Maximizing the Sanctions

Normally 50 USC 1702 prohibits sanctions from affecting “donations, by persons subject to the jurisdiction of the United States, of articles, such as food, clothing, and medicine, intended to be used to relieve human suffering” {§1702(b)(2)}. The President, however, evoked the exception to that rule by declaring {§2} that allowing those types of donations “would seriously impair my ability to deal with the national emergency declared in this order”. Thus, strictly humanitarian may also be restricted from being provided to the persons or organizations identified by the Secretary of the Treasury.

Additionally, the President has opted to {§4} “suspend entry into the United States, as immigrants or nonimmigrants” for any of the people designated by the Secretary.

The remainder of the EO is essentially housekeeping; providing authorization for various federal agencies to undertake the necessary work to make this order effective.

Commentary

This EO is largely targeted at economically inspired cyber-attacks on the United States. This was at least partially clarified by Lisa Monaco, the chief counterterrorism advisor to the President; who said in a National Security Council blog post today:

Malicious cyber activity — whether it be stealing sensitive information, including personal identifiers, or trade secrets — is often profit-motivated. Because those responsible want to enjoy the ill-gotten proceeds of their activities, sanctions can have a significant impact.
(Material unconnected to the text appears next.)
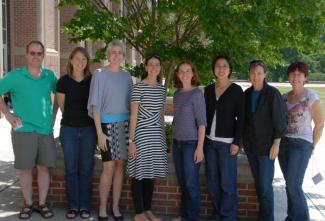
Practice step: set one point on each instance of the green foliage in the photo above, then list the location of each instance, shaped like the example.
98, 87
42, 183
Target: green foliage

By freezing assets of those subject to sanctions and making it more difficult for them to do business with U.S. entities, we can remove a powerful economic motivation for committing these acts in the first place. With this new tool, malicious cyber actors who would target our critical infrastructure or seek to take down Internet services would be subject to these costs when designated for sanctions.

These types of tools have not been enormously successful in countering drug cartels, for instance. And their utility against foreign governments has been almost completely inconsequential (except for the residents of those nations). It is hard to understand how anyone expects this to have any serious consequence in reducing, much less stopping foreign based cyber-attacks against this country.

It does provide the government with the ability to ‘take action’ short of direct counter-attacks by cyber, cyber-physical or conventional military forces. The fact that this action can be corrected in kind if the attribution about the source of the original attack turns out to be mistaken will allow actions to be taken with less thought of consequences of mis-attribution. To that extent this is probably a good (if ineffective) tool to have available; it will allow for political cover while further investigation takes place.